Using inverse transform sampling, we can sample the distance r.v. \(X\) from a uniform r.v. \(\xi\) by \(x = -\frac{ln(1-\xi)}{\mu_t}\). This can be easily verified by calculating the cdf: \(P(x \le t) = P(\xi < 1 - e^{-\mu_t t}) = 1 - e^{-\mu_t t}\). Now, we know that the photon we are tracing travels distance \(t\) before absorbed/scattered (a fancy term for this is free path). Then we compare \(t\) with the distance \(z\) to the closest surface that the photon could have hit. If \(t < z\), we sample the scattering term. Otherwise, we sample on the surface, which is similar to the traditional ray casting.

Implementation

After some (annoying) calculation and elegant simplification, we can get a rather simple sampling process.

    Vector3f castRay(Ray& ray) {
        float sampleDis = -log(get_random_float()) / miut;
        float intersectDis = intersect_to_ray_origin_distance;
        if (sampleDis < intersectDis) {
            sample the nextRay evenly within 4pi
            return scat / miut * castSpaceRay(nextRay);
        } else {
            if (intersect is light source) return light_source_emission;
            return rayCasting(ray); // rayCasting on surface
        }
    }

This is amazingly simple, e.g., we don’t have any extra coefficient for the surface sampling part (because they cancel out each other)!

To understand the underlying process, I would strongly recommend you read CMU’s rendering lecture, which includes a detailed implementation, and The Siggraph course , especially the distance sampling part, which includes a vivid explanation.

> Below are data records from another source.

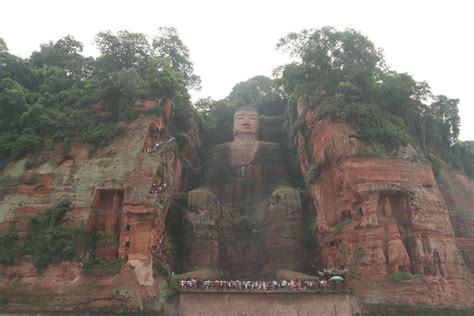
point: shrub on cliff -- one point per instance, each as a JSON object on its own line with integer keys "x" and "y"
{"x": 9, "y": 246}
{"x": 343, "y": 75}
{"x": 59, "y": 95}
{"x": 48, "y": 240}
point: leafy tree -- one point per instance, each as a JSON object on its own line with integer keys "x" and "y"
{"x": 327, "y": 57}
{"x": 122, "y": 50}
{"x": 219, "y": 122}
{"x": 168, "y": 45}
{"x": 12, "y": 102}
{"x": 446, "y": 114}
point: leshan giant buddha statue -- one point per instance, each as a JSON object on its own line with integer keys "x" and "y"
{"x": 245, "y": 221}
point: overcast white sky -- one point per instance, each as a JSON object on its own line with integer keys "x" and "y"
{"x": 232, "y": 41}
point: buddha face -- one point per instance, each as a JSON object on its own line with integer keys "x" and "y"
{"x": 245, "y": 125}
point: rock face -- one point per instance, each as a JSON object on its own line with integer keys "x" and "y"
{"x": 379, "y": 217}
{"x": 245, "y": 221}
{"x": 458, "y": 192}
{"x": 123, "y": 190}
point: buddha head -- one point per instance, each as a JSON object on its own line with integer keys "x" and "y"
{"x": 245, "y": 124}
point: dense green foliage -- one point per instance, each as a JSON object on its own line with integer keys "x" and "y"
{"x": 47, "y": 240}
{"x": 58, "y": 95}
{"x": 9, "y": 250}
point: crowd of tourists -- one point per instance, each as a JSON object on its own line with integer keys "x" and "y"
{"x": 239, "y": 285}
{"x": 156, "y": 147}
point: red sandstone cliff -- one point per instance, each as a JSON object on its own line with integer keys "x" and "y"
{"x": 109, "y": 191}
{"x": 378, "y": 217}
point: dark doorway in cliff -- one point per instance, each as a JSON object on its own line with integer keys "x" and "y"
{"x": 174, "y": 250}
{"x": 395, "y": 205}
{"x": 107, "y": 209}
{"x": 108, "y": 199}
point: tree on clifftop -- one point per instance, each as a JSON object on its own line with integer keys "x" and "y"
{"x": 168, "y": 45}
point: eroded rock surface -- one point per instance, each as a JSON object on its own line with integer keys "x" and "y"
{"x": 379, "y": 217}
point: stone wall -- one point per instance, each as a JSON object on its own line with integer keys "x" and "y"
{"x": 378, "y": 217}
{"x": 110, "y": 191}
{"x": 290, "y": 304}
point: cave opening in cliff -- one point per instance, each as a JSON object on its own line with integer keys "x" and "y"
{"x": 108, "y": 199}
{"x": 395, "y": 206}
{"x": 174, "y": 248}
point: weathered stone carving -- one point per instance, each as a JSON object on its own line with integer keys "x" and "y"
{"x": 246, "y": 221}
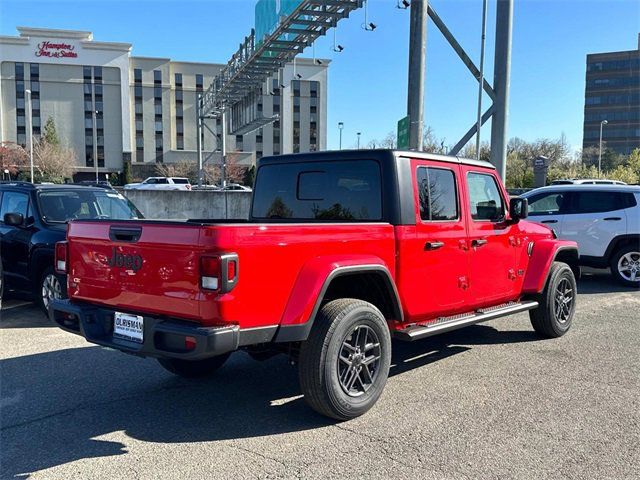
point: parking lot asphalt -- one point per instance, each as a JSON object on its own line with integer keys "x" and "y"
{"x": 489, "y": 401}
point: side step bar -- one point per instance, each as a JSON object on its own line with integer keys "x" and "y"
{"x": 446, "y": 324}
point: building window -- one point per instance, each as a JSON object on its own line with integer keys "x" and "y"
{"x": 34, "y": 81}
{"x": 20, "y": 101}
{"x": 179, "y": 112}
{"x": 157, "y": 105}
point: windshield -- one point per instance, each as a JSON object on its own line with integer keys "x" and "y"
{"x": 60, "y": 206}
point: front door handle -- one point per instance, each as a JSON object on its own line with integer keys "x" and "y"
{"x": 478, "y": 242}
{"x": 433, "y": 245}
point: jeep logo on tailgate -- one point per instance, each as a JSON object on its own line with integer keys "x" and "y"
{"x": 130, "y": 262}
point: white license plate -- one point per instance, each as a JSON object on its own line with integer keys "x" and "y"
{"x": 129, "y": 327}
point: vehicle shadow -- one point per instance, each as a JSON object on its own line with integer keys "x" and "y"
{"x": 600, "y": 281}
{"x": 62, "y": 406}
{"x": 21, "y": 314}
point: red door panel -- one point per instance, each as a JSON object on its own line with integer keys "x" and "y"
{"x": 433, "y": 266}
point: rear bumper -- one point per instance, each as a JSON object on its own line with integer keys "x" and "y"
{"x": 162, "y": 337}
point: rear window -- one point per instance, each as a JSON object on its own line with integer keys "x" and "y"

Here, I only provide an informal proof of correctness:

\(\langle L \rangle = \frac{\mu_s}{\mu_t}P(X < z)L_s + P(X \ge z)L_o\) \(= \frac{T(t)}{p(t)}\mu_s P(X < z)f(\omega, \bar{\omega})L_s/p(\bar{\omega}) + P(X \ge z)\frac{T(z)}{P(X \ge z)}L_o\), since \(\frac{T(t)}{p(t)} = \frac{1}{\mu_t}\), \(f(\omega, \bar{\omega}) = p(\bar{\omega})\) in isotropic situation, and \(T(z) = P(X \ge z)\).

Therefore, \(\overline{E}(L) = \int_{0}^{z}T(y)\mu_s L_sdy + T(z)L_o\), as desired.

Understanding and parameter choosing

What not mentioned in most essays is how to choose good \(\mu_t\) and \(\mu_s\). Generally, this is related to the size of your scene. To explain this, let’s understand the above implementation in an intuitive way:

Empirically, I would set \(\mu_t / \mu_a\) to a very large number, e.g., \(10:1\) to \(50:1\), such that the whole scene is not too dark while the scattering is clearly visible. Regarding their absolute value, I prefer to make the median free path be around half of the depth of the scene to achieve a reasonable proportion between the scattering term and the surface term. A very high \(\mu_t\) would make most of the scene pure black, since the photon can hardly reach a light source. On the other hand, a low \(\mu_t\) would make the media less obvious.